Kanye West Agrees to Buy Parler, Company Says


Kanye West arrives at the Vanity Fair Oscar Party on February 9, 2020 in Beverly Hills, California.

Evan Agostini | Presentation | AP

Kanye West, the superstar rapper who has made several inflammatory and anti-Semitic comments in recent weeks, has agreed in principle to buy conservative social media platform Parler, the app’s parent company said in a statement Monday.

“In a world where conservative opinions are considered controversial, we need to ensure we have the right to express ourselves freely,” West, who now names Ye, said in a statement released by Parler.

The move comes after Ye was locked out of his Twitter and Instagram accounts for anti-Semitic posts. In one post, Ye played on a long-standing anti-Semitic conspiracy theory that fellow rapper Sean “Diddy” Combs is controlled by Jews.
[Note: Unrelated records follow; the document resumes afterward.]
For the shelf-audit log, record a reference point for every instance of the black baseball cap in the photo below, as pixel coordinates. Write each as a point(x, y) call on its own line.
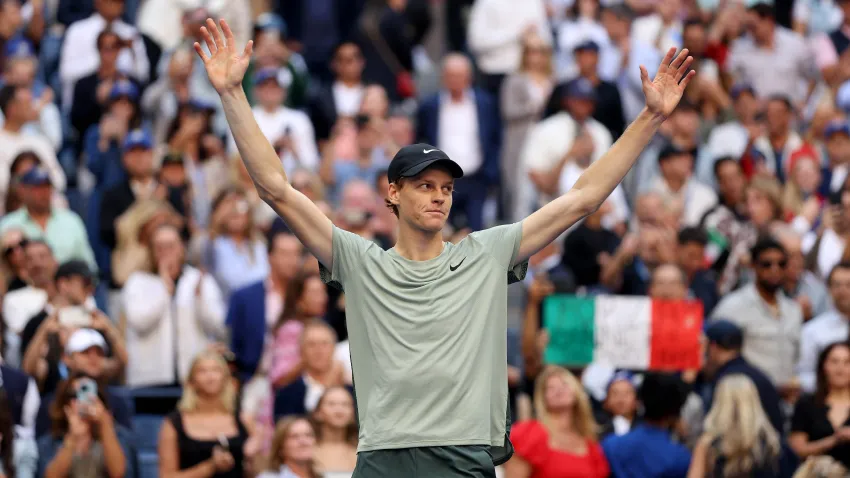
point(412, 160)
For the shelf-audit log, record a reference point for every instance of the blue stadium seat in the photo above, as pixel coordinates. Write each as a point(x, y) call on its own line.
point(146, 429)
point(148, 464)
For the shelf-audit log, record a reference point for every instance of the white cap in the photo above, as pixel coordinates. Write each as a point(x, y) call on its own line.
point(84, 339)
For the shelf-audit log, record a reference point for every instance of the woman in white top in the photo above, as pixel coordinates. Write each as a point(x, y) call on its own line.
point(293, 450)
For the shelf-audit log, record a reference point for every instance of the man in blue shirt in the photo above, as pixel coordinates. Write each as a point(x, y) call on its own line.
point(648, 450)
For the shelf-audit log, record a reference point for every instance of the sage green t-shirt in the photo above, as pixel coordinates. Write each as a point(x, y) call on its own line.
point(428, 339)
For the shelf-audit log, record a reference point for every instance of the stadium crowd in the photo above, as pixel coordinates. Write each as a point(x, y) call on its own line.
point(159, 319)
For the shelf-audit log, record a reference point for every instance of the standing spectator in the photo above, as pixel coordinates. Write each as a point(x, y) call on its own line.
point(561, 442)
point(495, 34)
point(61, 228)
point(826, 328)
point(738, 439)
point(523, 99)
point(771, 58)
point(336, 433)
point(173, 312)
point(464, 122)
point(820, 425)
point(293, 452)
point(80, 58)
point(770, 321)
point(205, 435)
point(648, 449)
point(84, 440)
point(16, 103)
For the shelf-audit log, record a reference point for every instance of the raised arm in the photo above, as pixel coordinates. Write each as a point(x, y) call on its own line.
point(600, 179)
point(226, 68)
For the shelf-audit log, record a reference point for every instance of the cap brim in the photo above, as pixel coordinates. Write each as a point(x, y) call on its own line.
point(454, 168)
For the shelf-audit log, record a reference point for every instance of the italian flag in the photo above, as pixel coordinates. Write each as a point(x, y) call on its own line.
point(635, 333)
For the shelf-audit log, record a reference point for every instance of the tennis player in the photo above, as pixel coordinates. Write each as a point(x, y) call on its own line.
point(427, 319)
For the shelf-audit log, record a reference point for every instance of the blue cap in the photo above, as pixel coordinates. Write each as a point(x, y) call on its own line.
point(138, 138)
point(124, 88)
point(19, 48)
point(36, 176)
point(580, 88)
point(836, 127)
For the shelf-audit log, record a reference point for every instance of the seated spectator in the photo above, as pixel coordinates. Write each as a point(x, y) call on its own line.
point(173, 312)
point(648, 449)
point(320, 372)
point(821, 422)
point(739, 440)
point(561, 442)
point(236, 255)
point(85, 353)
point(46, 334)
point(205, 435)
point(39, 219)
point(336, 433)
point(723, 358)
point(84, 440)
point(757, 308)
point(14, 242)
point(293, 450)
point(826, 328)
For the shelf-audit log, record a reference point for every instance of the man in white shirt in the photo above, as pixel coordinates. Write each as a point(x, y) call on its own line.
point(80, 57)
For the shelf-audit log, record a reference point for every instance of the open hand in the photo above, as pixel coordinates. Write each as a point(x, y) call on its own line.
point(664, 92)
point(225, 66)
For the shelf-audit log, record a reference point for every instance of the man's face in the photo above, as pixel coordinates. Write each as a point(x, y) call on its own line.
point(90, 362)
point(317, 348)
point(40, 264)
point(770, 269)
point(424, 201)
point(286, 256)
point(839, 289)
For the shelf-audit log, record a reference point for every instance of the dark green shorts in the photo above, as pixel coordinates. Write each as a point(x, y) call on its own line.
point(468, 461)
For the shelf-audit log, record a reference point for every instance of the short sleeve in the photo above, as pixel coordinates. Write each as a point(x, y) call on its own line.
point(502, 242)
point(531, 442)
point(348, 251)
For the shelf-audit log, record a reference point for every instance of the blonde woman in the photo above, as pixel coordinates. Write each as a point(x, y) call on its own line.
point(561, 442)
point(739, 440)
point(293, 450)
point(204, 436)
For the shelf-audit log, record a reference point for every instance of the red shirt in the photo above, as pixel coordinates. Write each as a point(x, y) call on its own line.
point(531, 443)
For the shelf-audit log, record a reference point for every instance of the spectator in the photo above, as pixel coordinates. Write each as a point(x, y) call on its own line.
point(80, 58)
point(770, 321)
point(173, 312)
point(648, 449)
point(205, 435)
point(336, 433)
point(823, 330)
point(725, 341)
point(820, 425)
point(320, 372)
point(16, 103)
point(45, 335)
point(86, 352)
point(236, 254)
point(691, 258)
point(463, 122)
point(495, 35)
point(61, 228)
point(293, 450)
point(84, 440)
point(21, 305)
point(738, 439)
point(522, 101)
point(561, 442)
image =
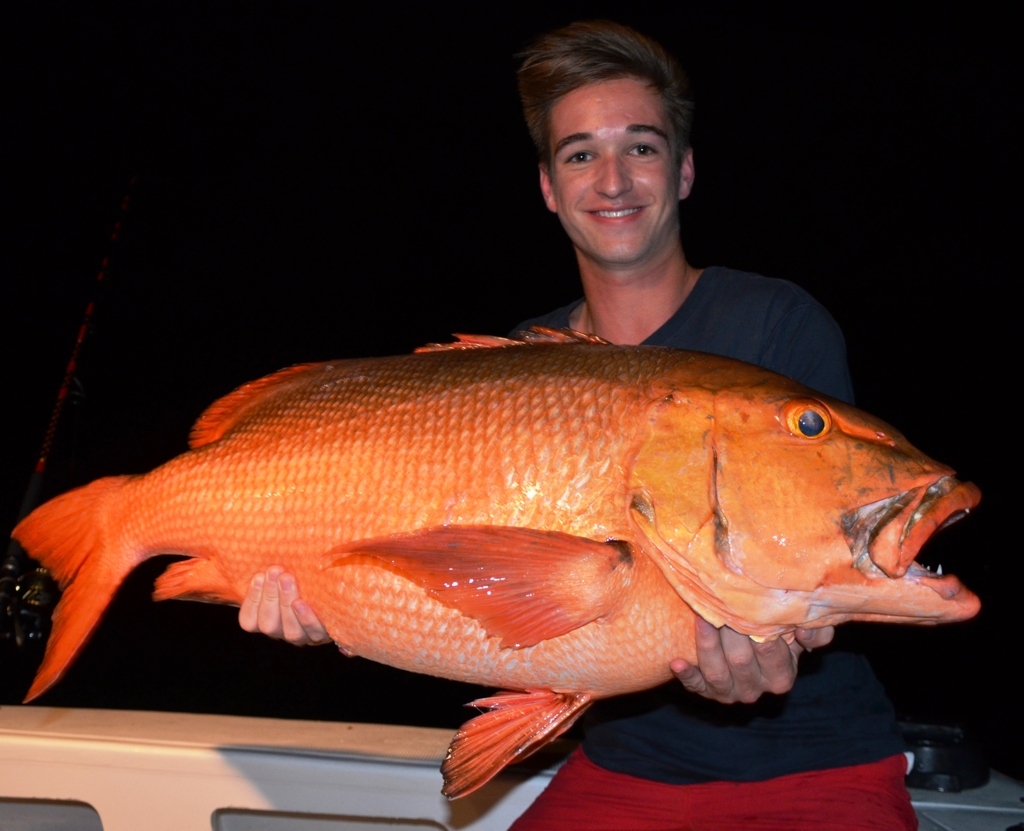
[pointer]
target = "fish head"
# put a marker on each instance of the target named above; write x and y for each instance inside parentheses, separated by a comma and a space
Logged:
(815, 513)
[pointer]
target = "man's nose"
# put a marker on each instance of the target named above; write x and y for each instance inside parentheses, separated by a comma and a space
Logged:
(613, 178)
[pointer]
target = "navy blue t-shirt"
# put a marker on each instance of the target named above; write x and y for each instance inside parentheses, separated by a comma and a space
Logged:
(837, 713)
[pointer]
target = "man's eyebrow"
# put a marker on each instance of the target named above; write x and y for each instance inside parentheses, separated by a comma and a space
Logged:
(647, 128)
(570, 139)
(633, 128)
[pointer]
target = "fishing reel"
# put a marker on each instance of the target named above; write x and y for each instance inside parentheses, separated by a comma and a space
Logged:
(27, 599)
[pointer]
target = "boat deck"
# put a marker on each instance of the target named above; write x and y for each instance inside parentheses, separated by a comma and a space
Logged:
(123, 771)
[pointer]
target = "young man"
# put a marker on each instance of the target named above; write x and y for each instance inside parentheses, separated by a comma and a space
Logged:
(609, 113)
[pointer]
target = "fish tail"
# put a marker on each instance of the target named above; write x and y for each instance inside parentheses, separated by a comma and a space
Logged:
(71, 536)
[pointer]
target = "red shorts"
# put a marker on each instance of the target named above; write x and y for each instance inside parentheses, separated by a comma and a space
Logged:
(586, 797)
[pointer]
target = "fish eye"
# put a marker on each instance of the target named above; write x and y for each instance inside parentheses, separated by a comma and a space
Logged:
(808, 419)
(811, 424)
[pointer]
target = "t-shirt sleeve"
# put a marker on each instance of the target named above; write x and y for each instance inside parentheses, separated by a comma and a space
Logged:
(807, 345)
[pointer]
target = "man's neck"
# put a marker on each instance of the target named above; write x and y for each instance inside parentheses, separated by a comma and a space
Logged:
(629, 307)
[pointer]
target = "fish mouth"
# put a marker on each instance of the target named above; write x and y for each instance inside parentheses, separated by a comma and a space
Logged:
(886, 536)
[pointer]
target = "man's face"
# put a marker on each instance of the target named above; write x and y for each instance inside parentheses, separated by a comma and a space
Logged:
(611, 178)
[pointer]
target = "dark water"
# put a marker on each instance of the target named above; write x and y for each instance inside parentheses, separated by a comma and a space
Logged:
(314, 185)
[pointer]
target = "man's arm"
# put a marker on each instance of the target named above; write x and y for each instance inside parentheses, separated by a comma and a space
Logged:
(730, 666)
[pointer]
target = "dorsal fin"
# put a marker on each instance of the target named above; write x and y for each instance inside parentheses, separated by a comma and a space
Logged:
(534, 335)
(222, 413)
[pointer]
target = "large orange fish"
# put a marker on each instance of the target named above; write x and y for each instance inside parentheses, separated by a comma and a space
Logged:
(543, 517)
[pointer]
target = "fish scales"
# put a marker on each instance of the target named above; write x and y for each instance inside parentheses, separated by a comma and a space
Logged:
(543, 517)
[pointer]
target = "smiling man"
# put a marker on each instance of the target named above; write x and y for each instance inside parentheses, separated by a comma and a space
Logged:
(609, 113)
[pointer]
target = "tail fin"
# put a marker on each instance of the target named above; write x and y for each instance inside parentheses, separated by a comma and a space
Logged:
(70, 536)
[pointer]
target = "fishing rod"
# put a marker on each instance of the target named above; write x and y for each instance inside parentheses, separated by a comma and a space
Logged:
(28, 593)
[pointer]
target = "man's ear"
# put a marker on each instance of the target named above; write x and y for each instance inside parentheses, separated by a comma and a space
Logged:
(548, 189)
(686, 174)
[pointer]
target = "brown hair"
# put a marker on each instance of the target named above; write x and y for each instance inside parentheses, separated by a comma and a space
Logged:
(591, 51)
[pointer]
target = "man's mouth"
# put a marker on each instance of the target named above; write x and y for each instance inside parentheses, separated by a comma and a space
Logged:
(616, 214)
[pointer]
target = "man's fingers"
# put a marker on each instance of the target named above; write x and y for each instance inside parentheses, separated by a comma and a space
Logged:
(250, 605)
(268, 614)
(776, 665)
(315, 633)
(814, 639)
(689, 675)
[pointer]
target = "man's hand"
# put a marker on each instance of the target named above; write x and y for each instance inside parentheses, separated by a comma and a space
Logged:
(733, 668)
(272, 606)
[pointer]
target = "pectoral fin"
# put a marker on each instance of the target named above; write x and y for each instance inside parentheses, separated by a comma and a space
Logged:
(522, 585)
(516, 725)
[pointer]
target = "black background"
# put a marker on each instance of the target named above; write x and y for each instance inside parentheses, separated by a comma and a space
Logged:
(316, 182)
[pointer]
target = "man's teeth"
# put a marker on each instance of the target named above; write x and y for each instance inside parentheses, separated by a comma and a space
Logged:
(615, 214)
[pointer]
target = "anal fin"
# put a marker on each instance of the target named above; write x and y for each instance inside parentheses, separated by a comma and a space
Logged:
(515, 726)
(197, 579)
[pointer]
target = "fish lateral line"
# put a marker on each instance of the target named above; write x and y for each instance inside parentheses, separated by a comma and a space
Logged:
(522, 585)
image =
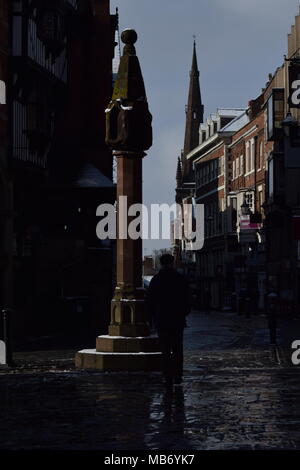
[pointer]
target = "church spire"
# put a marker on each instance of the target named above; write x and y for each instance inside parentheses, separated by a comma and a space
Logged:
(194, 112)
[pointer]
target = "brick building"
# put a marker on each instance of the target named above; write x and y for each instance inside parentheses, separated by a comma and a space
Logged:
(247, 173)
(60, 82)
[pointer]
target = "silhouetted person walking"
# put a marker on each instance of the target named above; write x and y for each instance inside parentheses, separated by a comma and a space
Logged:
(169, 303)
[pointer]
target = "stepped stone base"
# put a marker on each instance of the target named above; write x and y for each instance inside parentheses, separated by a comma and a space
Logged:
(127, 344)
(128, 330)
(118, 361)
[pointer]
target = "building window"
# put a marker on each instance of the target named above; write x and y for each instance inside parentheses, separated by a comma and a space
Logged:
(2, 92)
(252, 154)
(260, 198)
(250, 200)
(271, 178)
(247, 157)
(241, 165)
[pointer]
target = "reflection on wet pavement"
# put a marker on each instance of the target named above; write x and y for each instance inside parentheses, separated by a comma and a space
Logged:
(231, 398)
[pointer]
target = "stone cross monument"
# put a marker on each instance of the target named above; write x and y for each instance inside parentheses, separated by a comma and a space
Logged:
(128, 346)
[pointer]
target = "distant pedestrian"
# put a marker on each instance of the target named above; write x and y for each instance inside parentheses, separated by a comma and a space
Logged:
(207, 300)
(169, 303)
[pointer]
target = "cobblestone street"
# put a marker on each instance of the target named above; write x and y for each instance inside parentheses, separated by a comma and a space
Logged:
(238, 393)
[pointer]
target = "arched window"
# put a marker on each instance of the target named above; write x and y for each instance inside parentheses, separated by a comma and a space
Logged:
(2, 92)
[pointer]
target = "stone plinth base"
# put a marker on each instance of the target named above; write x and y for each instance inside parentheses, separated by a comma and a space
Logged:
(127, 344)
(141, 361)
(128, 330)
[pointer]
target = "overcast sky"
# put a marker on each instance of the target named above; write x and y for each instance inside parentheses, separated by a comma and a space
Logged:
(239, 42)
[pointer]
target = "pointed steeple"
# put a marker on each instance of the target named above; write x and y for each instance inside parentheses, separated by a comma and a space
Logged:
(194, 113)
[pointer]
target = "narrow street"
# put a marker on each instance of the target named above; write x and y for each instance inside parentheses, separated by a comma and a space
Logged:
(238, 393)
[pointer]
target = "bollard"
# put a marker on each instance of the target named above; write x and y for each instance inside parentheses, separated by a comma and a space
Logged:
(5, 338)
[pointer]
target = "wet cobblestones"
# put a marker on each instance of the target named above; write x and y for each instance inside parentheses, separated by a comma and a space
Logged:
(232, 398)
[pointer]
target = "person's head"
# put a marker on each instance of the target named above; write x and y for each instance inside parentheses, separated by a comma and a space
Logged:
(166, 260)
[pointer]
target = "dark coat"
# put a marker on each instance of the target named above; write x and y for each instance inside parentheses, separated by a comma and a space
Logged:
(169, 299)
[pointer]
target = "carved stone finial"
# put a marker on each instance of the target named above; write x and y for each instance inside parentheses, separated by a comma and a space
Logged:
(129, 37)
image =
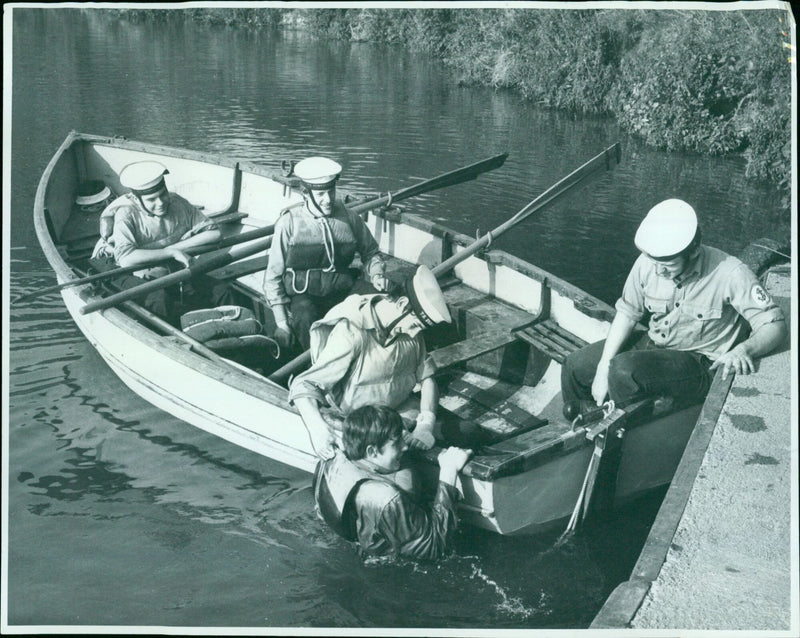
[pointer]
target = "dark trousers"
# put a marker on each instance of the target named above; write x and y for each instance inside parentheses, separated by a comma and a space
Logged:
(641, 370)
(201, 291)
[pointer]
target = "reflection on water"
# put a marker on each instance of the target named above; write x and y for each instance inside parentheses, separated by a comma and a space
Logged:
(120, 514)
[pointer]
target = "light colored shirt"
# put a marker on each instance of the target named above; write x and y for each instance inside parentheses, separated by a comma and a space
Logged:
(344, 232)
(353, 366)
(705, 310)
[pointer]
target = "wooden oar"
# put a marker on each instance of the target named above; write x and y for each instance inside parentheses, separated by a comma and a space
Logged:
(603, 161)
(600, 162)
(209, 263)
(204, 264)
(233, 240)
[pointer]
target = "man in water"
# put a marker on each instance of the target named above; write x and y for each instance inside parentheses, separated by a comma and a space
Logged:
(309, 261)
(369, 350)
(357, 495)
(150, 224)
(706, 310)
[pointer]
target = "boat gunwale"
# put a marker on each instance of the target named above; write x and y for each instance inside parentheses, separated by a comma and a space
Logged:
(239, 380)
(264, 389)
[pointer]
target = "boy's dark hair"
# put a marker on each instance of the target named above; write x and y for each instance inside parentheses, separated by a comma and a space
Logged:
(369, 425)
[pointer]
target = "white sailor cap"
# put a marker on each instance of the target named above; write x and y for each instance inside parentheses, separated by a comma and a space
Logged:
(144, 177)
(667, 229)
(92, 192)
(427, 300)
(318, 172)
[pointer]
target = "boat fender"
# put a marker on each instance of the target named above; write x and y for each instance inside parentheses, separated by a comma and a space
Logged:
(335, 485)
(209, 324)
(260, 347)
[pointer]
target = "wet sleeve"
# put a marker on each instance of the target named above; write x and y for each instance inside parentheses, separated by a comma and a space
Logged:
(750, 299)
(198, 222)
(274, 290)
(426, 367)
(414, 530)
(631, 303)
(332, 365)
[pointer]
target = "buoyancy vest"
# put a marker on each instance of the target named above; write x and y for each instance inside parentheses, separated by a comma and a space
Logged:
(319, 252)
(380, 374)
(336, 482)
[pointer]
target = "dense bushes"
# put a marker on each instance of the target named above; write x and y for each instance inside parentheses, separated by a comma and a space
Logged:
(702, 81)
(709, 82)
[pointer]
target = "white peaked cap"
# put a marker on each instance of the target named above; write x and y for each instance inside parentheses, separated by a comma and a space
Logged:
(667, 229)
(427, 300)
(140, 176)
(318, 171)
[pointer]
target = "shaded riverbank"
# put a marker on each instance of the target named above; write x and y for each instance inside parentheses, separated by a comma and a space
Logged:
(702, 81)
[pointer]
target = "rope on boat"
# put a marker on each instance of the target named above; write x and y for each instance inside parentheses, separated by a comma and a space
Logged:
(581, 508)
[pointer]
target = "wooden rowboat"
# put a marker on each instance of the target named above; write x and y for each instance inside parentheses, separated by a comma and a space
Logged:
(499, 363)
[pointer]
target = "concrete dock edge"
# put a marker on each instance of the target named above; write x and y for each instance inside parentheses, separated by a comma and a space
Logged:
(620, 608)
(722, 549)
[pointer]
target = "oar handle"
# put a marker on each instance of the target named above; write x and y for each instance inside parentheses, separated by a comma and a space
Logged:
(205, 264)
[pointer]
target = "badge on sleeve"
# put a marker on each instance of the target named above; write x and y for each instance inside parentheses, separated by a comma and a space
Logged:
(760, 296)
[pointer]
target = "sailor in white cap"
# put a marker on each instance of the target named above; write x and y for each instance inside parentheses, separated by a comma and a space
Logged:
(700, 305)
(150, 225)
(309, 269)
(369, 350)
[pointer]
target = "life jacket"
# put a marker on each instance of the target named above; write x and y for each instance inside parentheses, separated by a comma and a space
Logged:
(319, 252)
(381, 374)
(336, 482)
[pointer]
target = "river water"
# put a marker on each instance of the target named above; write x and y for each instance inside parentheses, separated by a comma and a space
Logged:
(122, 515)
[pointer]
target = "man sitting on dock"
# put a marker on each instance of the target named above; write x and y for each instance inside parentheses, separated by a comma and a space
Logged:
(309, 261)
(706, 310)
(369, 350)
(357, 491)
(149, 224)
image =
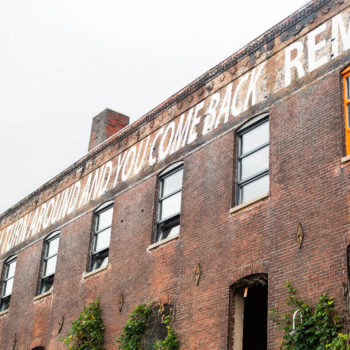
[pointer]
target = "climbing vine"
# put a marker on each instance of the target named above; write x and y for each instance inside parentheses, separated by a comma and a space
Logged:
(87, 331)
(138, 332)
(315, 328)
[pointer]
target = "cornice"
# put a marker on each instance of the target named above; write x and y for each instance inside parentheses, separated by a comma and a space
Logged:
(249, 49)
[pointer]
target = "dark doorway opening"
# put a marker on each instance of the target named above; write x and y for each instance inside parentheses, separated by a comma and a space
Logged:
(248, 313)
(255, 318)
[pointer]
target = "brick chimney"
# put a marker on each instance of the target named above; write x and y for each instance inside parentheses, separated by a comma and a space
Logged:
(106, 124)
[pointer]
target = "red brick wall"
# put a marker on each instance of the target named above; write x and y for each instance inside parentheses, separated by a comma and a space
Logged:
(308, 185)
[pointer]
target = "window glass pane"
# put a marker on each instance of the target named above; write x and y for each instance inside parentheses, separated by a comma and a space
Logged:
(255, 163)
(5, 303)
(52, 247)
(46, 284)
(99, 261)
(102, 240)
(105, 219)
(11, 269)
(255, 189)
(8, 287)
(170, 206)
(255, 138)
(169, 228)
(50, 266)
(172, 183)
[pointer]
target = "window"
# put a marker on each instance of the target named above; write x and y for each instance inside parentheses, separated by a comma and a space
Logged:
(169, 202)
(253, 160)
(346, 85)
(101, 236)
(7, 282)
(48, 266)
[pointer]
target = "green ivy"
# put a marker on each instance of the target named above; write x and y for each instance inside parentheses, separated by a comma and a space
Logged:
(170, 342)
(137, 326)
(87, 331)
(316, 328)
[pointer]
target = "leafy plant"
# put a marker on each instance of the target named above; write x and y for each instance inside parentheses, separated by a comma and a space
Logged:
(138, 325)
(87, 331)
(135, 328)
(316, 328)
(170, 342)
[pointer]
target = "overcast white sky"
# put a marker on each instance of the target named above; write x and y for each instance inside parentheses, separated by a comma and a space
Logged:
(64, 61)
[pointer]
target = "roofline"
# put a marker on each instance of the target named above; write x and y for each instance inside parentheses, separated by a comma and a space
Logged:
(223, 66)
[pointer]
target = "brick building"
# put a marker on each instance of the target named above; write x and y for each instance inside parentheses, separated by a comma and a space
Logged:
(210, 202)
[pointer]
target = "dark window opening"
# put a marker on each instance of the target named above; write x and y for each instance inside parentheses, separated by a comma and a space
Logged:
(48, 267)
(249, 313)
(101, 236)
(169, 202)
(348, 261)
(253, 159)
(7, 283)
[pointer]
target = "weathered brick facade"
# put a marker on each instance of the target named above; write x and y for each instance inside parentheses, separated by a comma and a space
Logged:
(309, 177)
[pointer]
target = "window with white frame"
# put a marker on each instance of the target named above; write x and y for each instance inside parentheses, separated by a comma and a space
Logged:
(253, 160)
(8, 277)
(101, 236)
(169, 202)
(48, 266)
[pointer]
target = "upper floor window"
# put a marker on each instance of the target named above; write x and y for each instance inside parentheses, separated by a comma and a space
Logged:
(253, 160)
(169, 202)
(48, 267)
(101, 236)
(7, 282)
(346, 85)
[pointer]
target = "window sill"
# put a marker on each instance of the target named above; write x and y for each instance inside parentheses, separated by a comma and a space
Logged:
(2, 313)
(94, 272)
(247, 204)
(163, 241)
(42, 295)
(345, 159)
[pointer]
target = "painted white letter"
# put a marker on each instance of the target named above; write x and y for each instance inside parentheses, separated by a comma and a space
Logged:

Yes’s net worth is reportedly $2 billion. Much of his wealth comes from his sneaker brand Yeezy and partnerships with Gap and Adidas. However, Ye recently cut ties with Gap and Adidas said it is also reviewing its relationship with him. JPMorgan Chase also parted ways with the rapper.

The platform, a favorite among American conservatives and used by supporters of former President Donald Trump, drew controversy last year for its role in the Jan. 6, 2021 Capitol riots. That led to a number of technology companies including Google and Amazonto blacklist the service, making its app and website inaccessible.

However, in September, Google reinstated the app on its Play Store, stating that the company had changed some of its content moderation and enforcement policies. Apple restored the app to its App Store platform in April 2021.

Parler has sought to reduce its reliance on technology from other companies by building its own cloud infrastructure in-house. The company formed a new parent company called Parlement Technologies in September with the goal of providing its own cloud service for online business. “The future is unstoppable,” the company said at the time.

The terms of the deal include technical support for Parler from its parent company, as well as use of its private cloud services, according to Monday’s announcement.